학술논문

Association Between Hemagglutination Inhibition Antibody Titers and Protection Against Reverse-Transcription Polymerase Chain Reaction–Confirmed Influenza Illness in Children 6–35 Months of Age: Statistical Evaluation of a Correlate of Protection
Document Type
Article
Source
Open Forum Infectious Diseases. Feb2022, Vol. 9 Issue 2, p1-8. 8p.
Subject
*ANTIBODY titer
*INFLUENZA
*CLINICAL trial registries
*BLOOD agglutination
*VACCINE effectiveness
Language
ISSN
2328-8957
Abstract
Background Data from a randomized controlled efficacy trial of an inactivated quadrivalent influenza vaccine in children 6–35 months of age were used to determine whether hemagglutination inhibition (HI) antibody titer against A/H1N1 and A/H3N2 is a statistical correlate of protection (CoP) for the risk of reverse-transcription polymerase chain reaction (RT-PCR)–confirmed influenza associated with the corresponding strain.
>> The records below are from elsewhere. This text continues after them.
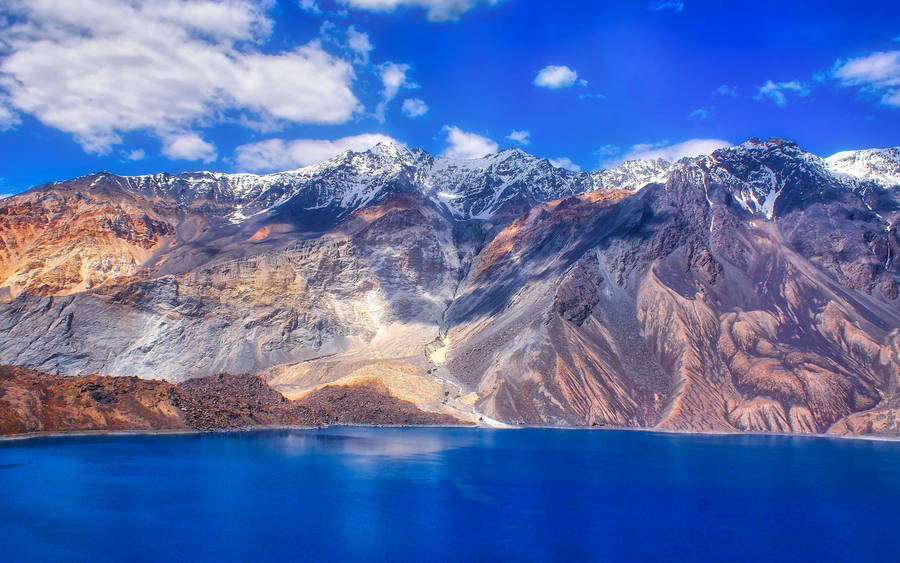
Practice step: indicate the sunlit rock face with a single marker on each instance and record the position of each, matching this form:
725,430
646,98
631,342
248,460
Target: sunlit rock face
753,289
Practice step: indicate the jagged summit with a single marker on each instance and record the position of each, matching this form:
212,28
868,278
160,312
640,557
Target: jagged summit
754,288
509,181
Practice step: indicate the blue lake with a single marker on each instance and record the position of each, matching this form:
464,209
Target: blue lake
448,494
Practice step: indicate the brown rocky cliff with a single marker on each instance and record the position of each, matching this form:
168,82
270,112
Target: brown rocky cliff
37,402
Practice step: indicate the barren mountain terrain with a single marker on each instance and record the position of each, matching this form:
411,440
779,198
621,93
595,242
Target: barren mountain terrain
753,289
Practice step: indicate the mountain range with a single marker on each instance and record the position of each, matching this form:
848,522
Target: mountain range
754,289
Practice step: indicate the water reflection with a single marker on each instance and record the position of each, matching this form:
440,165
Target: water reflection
392,443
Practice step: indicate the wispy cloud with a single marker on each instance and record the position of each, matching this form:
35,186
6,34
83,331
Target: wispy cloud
393,77
414,107
565,162
775,91
876,74
726,90
670,152
465,145
136,154
188,146
279,154
164,68
659,5
435,10
699,113
520,137
555,77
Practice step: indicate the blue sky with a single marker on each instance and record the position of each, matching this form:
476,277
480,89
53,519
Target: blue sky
172,85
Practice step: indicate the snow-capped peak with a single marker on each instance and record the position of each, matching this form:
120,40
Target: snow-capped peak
881,166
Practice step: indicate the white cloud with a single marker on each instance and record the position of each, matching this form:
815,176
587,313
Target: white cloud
99,68
775,91
188,146
726,90
393,77
556,76
8,118
463,145
414,107
358,41
565,162
436,10
671,152
877,73
310,6
278,154
699,113
521,137
136,154
673,5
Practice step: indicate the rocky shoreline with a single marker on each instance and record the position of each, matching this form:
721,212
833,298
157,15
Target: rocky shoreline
38,403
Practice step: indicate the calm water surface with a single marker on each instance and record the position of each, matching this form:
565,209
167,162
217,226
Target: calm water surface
448,494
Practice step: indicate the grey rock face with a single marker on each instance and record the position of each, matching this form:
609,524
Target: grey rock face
751,289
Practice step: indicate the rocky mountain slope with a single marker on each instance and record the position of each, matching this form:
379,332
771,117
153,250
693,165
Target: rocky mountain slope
38,402
753,289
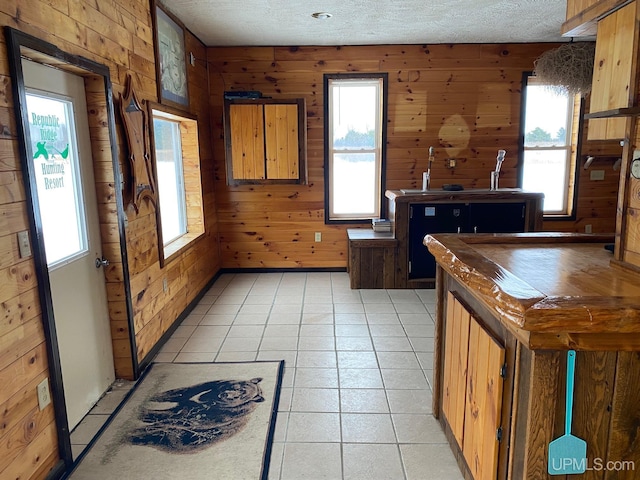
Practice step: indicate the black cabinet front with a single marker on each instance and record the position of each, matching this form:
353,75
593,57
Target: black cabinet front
483,217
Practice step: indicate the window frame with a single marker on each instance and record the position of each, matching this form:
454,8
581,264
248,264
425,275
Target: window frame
383,77
191,180
576,114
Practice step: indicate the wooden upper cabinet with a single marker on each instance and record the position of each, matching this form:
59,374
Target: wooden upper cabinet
614,76
265,141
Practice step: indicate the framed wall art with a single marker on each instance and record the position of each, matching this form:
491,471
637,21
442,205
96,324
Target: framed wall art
171,61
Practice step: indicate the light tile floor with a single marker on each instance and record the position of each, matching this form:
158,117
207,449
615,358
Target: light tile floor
356,397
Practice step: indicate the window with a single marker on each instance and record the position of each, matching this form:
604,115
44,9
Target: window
355,137
177,167
551,120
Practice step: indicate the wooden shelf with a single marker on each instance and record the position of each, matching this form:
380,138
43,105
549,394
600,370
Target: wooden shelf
616,112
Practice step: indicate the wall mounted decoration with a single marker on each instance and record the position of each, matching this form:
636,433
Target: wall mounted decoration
142,184
171,61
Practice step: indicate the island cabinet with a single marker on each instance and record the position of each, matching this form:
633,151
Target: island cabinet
509,308
467,211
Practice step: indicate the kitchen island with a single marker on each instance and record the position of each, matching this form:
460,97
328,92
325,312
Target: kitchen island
509,308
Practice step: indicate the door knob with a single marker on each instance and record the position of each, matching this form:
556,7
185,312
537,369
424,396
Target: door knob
101,262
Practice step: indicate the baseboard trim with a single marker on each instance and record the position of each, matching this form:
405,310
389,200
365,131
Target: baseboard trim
285,270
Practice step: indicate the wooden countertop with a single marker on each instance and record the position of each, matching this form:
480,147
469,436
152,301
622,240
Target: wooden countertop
435,195
550,289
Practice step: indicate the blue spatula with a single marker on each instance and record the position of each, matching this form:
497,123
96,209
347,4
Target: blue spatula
568,454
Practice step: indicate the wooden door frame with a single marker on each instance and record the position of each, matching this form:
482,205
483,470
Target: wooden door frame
21,45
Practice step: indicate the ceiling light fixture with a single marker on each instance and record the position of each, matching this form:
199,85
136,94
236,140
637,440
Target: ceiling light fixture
321,15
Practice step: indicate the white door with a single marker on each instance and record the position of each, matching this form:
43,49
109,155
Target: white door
61,152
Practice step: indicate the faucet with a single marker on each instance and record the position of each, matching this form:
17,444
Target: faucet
426,176
496,173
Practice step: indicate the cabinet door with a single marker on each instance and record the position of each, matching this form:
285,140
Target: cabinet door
497,217
247,141
431,218
281,131
614,61
265,141
483,407
454,379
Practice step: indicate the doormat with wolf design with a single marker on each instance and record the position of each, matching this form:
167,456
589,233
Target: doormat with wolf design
190,420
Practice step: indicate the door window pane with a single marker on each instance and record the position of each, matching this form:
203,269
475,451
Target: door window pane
57,174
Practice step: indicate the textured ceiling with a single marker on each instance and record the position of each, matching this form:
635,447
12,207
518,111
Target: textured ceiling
369,22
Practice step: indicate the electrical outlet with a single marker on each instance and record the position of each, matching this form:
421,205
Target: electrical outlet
44,397
23,244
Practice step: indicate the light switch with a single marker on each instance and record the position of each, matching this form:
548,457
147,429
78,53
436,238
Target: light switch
23,244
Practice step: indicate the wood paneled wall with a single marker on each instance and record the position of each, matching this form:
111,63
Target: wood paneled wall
117,33
462,99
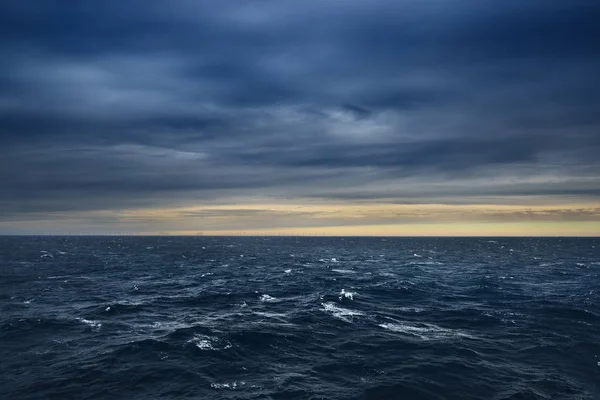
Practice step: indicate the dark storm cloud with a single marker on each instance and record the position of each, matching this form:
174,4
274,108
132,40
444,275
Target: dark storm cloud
109,105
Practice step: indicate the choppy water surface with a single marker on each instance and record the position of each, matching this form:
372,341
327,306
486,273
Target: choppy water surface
299,318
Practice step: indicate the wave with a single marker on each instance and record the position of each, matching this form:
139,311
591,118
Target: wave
425,331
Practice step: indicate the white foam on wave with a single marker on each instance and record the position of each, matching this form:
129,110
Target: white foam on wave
412,310
268,299
347,295
425,331
341,313
343,271
232,385
207,343
93,324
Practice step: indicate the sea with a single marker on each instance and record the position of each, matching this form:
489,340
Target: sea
121,317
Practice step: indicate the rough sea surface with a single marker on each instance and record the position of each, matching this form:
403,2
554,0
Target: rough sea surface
299,318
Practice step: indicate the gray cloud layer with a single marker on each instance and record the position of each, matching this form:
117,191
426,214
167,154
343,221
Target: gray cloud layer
112,104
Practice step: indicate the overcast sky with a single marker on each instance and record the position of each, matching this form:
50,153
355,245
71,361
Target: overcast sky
324,116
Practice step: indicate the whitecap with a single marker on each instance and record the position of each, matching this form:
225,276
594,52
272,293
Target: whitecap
424,331
207,343
347,295
93,324
339,312
412,310
232,385
343,271
267,299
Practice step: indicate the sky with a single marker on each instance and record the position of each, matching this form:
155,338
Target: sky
333,117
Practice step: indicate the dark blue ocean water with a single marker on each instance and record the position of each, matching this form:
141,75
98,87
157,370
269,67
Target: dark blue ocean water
299,318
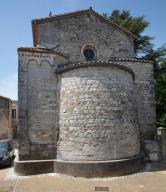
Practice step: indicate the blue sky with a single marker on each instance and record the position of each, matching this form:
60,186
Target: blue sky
15,26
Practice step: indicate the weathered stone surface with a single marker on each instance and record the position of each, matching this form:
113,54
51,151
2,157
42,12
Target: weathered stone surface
37,106
89,113
97,118
5,118
72,33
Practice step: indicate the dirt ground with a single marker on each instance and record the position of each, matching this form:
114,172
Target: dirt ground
152,179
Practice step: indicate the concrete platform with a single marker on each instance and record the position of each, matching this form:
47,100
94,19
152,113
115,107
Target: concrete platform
88,169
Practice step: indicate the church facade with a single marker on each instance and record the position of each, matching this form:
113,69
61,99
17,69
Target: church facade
83,97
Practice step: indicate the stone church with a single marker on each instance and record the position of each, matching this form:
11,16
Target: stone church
85,102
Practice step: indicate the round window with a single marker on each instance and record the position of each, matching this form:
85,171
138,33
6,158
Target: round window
89,54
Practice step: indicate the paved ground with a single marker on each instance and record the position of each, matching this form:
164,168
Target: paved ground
153,179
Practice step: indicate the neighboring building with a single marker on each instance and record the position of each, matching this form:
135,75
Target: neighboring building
14,118
5,118
83,97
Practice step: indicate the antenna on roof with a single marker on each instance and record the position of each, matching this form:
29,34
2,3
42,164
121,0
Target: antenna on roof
50,14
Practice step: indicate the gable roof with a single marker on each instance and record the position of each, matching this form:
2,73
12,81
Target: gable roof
35,22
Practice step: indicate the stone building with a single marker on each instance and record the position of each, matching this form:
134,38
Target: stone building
8,118
5,118
83,97
14,118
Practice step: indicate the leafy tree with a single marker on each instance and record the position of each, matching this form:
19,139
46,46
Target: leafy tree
135,25
145,49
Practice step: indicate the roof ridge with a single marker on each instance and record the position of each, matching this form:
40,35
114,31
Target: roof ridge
41,50
90,10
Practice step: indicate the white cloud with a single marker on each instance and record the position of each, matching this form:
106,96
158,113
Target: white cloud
8,86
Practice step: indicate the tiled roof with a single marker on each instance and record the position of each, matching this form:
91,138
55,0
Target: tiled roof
35,22
41,50
69,66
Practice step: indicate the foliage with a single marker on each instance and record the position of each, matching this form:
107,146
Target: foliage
145,49
135,25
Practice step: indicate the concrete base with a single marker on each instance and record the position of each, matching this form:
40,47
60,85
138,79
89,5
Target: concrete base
80,168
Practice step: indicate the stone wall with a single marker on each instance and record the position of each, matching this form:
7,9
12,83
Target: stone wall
15,119
73,32
145,96
37,105
5,118
97,118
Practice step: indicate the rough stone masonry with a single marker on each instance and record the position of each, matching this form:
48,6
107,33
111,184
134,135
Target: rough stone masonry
82,94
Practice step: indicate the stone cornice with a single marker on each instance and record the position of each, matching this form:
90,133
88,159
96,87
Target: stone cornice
132,60
40,50
36,22
70,66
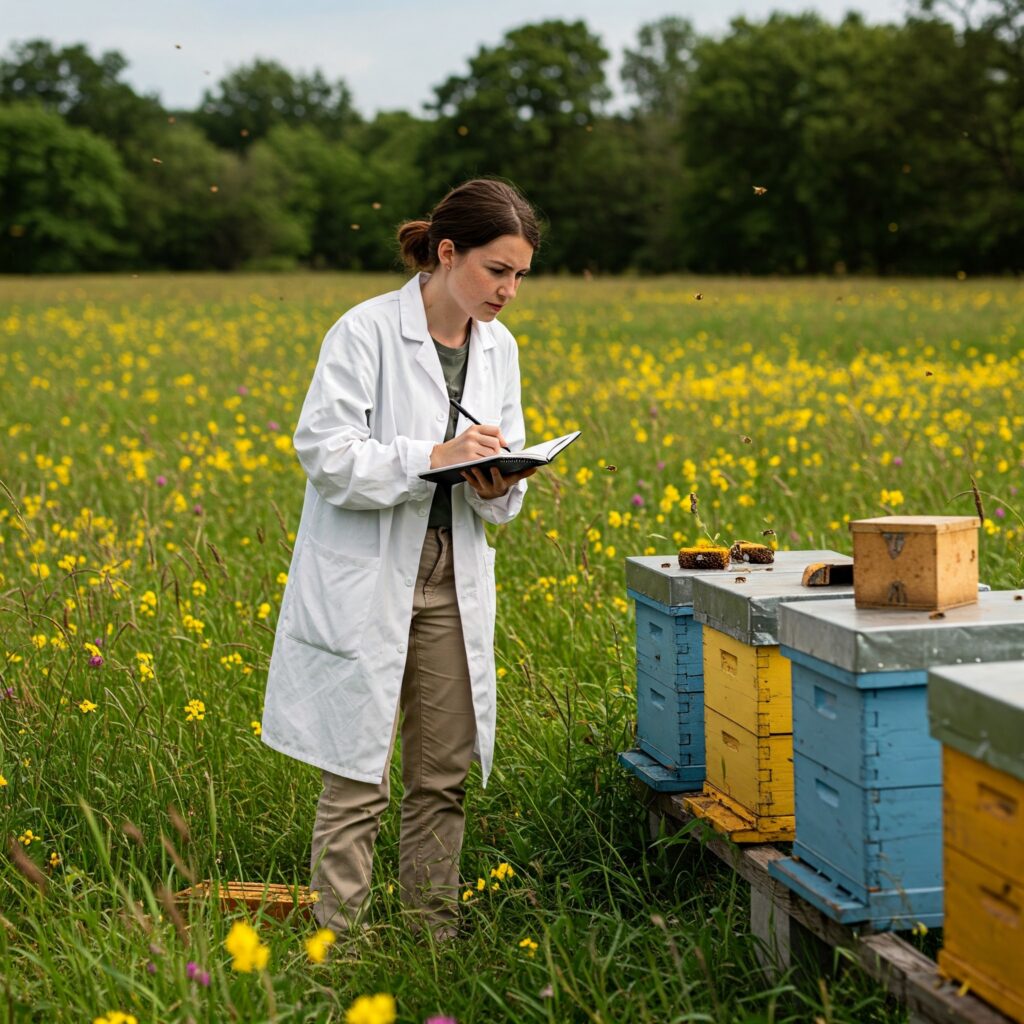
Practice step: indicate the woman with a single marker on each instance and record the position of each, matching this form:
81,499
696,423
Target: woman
390,596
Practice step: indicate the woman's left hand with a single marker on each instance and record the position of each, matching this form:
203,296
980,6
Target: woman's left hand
493,484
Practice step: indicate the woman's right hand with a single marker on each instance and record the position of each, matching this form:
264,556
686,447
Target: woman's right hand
481,440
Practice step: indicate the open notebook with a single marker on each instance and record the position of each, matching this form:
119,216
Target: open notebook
539,455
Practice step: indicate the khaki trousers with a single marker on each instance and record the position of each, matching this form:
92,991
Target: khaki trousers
438,730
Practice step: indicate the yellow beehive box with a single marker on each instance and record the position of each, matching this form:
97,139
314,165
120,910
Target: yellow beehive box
983,932
749,793
919,562
977,712
754,771
748,684
983,813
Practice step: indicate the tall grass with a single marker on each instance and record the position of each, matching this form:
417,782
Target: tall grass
150,504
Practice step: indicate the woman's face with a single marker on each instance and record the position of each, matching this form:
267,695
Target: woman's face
484,280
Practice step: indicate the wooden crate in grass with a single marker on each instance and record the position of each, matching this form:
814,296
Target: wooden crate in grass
275,899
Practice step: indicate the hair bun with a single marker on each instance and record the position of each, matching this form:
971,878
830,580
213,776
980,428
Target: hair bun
414,243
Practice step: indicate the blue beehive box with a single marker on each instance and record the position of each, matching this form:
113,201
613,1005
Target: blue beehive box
867,774
669,755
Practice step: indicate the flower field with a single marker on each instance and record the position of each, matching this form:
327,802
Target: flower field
150,498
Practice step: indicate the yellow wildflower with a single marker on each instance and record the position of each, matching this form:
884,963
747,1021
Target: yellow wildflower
195,711
379,1009
248,953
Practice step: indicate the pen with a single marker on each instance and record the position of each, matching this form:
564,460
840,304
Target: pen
472,419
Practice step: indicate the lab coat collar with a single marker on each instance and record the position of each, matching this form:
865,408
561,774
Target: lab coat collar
414,316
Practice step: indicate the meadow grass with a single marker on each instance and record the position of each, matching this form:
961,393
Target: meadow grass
150,500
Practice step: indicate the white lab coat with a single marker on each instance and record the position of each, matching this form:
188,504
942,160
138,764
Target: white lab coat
376,407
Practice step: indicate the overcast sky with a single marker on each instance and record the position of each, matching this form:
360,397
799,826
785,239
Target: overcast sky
390,52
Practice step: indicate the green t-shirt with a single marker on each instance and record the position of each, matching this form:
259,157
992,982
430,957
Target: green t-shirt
454,368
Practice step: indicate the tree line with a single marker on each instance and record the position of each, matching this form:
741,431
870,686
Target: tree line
788,144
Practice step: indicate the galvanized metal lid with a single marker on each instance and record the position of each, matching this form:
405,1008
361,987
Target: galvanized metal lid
748,611
979,711
861,640
659,578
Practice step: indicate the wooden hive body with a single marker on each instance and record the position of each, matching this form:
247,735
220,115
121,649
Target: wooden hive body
927,563
748,708
978,714
670,685
867,774
669,755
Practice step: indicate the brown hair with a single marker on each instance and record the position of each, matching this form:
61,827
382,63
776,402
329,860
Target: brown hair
471,215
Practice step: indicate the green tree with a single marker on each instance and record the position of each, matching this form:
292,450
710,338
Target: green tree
60,188
351,201
202,207
658,72
87,92
801,109
254,98
518,108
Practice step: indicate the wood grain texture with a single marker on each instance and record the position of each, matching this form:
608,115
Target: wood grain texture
907,974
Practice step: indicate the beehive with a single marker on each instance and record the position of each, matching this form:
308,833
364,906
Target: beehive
977,713
928,563
866,773
748,708
669,755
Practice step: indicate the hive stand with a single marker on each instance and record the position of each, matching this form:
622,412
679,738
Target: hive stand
748,704
867,774
796,934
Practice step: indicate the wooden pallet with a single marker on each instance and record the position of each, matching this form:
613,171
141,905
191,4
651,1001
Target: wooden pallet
793,932
275,900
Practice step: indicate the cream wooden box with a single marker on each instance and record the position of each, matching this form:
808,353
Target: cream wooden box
918,562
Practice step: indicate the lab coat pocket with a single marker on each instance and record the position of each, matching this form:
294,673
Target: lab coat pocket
333,600
491,592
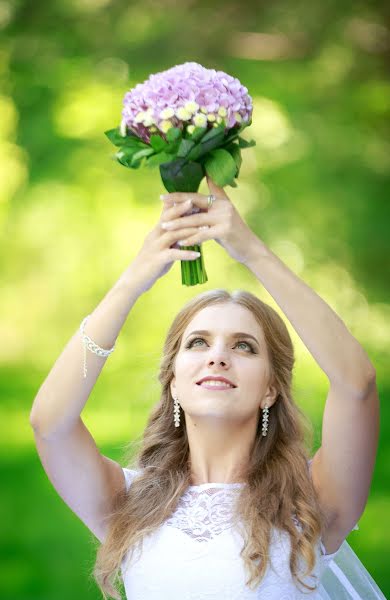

Methods The Prentice criteria were used to statistically validate strain-specific HI antibody titer as a CoP. The probability of protection was identified using the Dunning model corresponding to a prespecified probability of protection at an individual level. The group-level protective threshold was identified using the Siber approach, leading to unbiased predicted vaccine efficacy (VE). A case-cohort subsample was used for this exploratory analysis. Results Prentice criteria confirmed that HI titer is a statistical CoP for RT-PCR–confirmed influenza. The Dunning model predicted a probability of protection of 49.7% against A/H1N1 influenza and 54.7% against A/H3N2 influenza at an HI antibody titer of 1:40 for the corresponding strain. Higher titers of 1:320 were associated with >80% probability of protection. The Siber method predicted VE of 61.0% at a threshold of 1:80 for A/H1N1 and 46.6% at 1:113 for A/H3N2. Conclusions The study validated HI antibody titer as a statistical CoP, by demonstrating that HI titer is correlated with clinical protection against RT-PCR–confirmed influenza associated with the corresponding influenza strain and is predictive of VE in children 6–35 months of age. Clinical Trials Registration NCT01439360. [ABSTRACT FROM AUTHOR]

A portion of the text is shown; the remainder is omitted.